简体   繁体   English

将Big Query Table下载为JSON

[英]Download Big Query Table as JSON

I would like to download an existing Big Query table as JSON for manipulating the one of column which has long string. 我想将现有的Big Query表下载为JSON,以处理具有长字符串的列之一。

Big Query table has been ingested with Datastore backup file from App Engine to GCS. 已将大查询表与数据存储备份文件一起从App Engine提取到GCS。 I used Big Query to read Datastore backup file from GCS and created a table out of it, which has resulted a repeated string column as very long string. 我使用Big Query从GCS读取了数据存储区备份文件,并从中创建了一个表,这导致重复的字符串列非常长。

I couldn't parse the long string, so that I would need to download the table as JSON and re up to Big Query as new table. 我无法解析长字符串,因此我需要将表下载为JSON并重新存储为Big Query作为新表。 I would need an advice for this approach 我需要这种方法的建议

There are 3 ways to export your data: 有3种导出数据的方法:

  1. Single URI (1 file, limit 1GB, most probably you are using this) 单个URI(1个文件,限制为1GB,很可能您正在使用此文件)

['gs://my-bucket/file-name.json'] [ 'GS://my-bucket/file-name.json']

Creates: 创建:

gs://my-bucket/file-name.json GS://my-bucket/file-name.json

  1. Single wildcard URI (multiple files are created each 1GB) 单个通配符URI(每个1GB创建多个文件)
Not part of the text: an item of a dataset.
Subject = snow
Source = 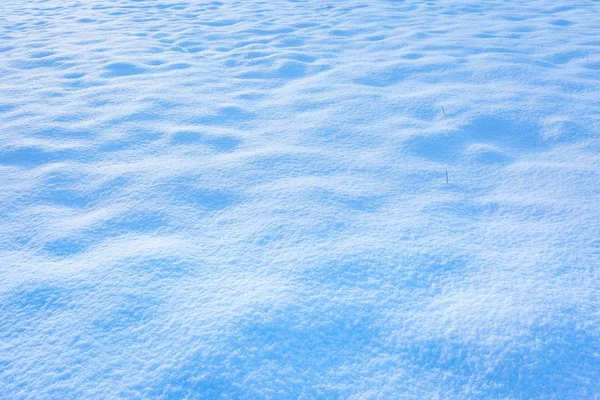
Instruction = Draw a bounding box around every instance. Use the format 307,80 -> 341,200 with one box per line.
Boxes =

['gs://my-bucket/file-name-*.json'] [ 'GS://my-bucket/file-name-*.json']

Creates: 创建:

gs://my-bucket/file-name-000000000000.json GS://my-bucket/file-name-000000000000.json
gs://my-bucket/file-name-000000000001.json GS://my-bucket/file-name-000000000001.json
gs://my-bucket/file-name-000000000002.json ... gs://my-bucket/file-name-000000000002.json ...

  1. Multiple wildcard URIs (this needs Hadoop) 多个通配符URI(这需要Hadoop)

gs://my-bucket/file-name-{worker number}-*.json gs:// my-bucket / file-name- {worker number}-*。json

Creates: 创建:

This example assumes that BigQuery creates 80 sharded files in each partition. 本示例假定BigQuery在每个分区中创建80个分片文件。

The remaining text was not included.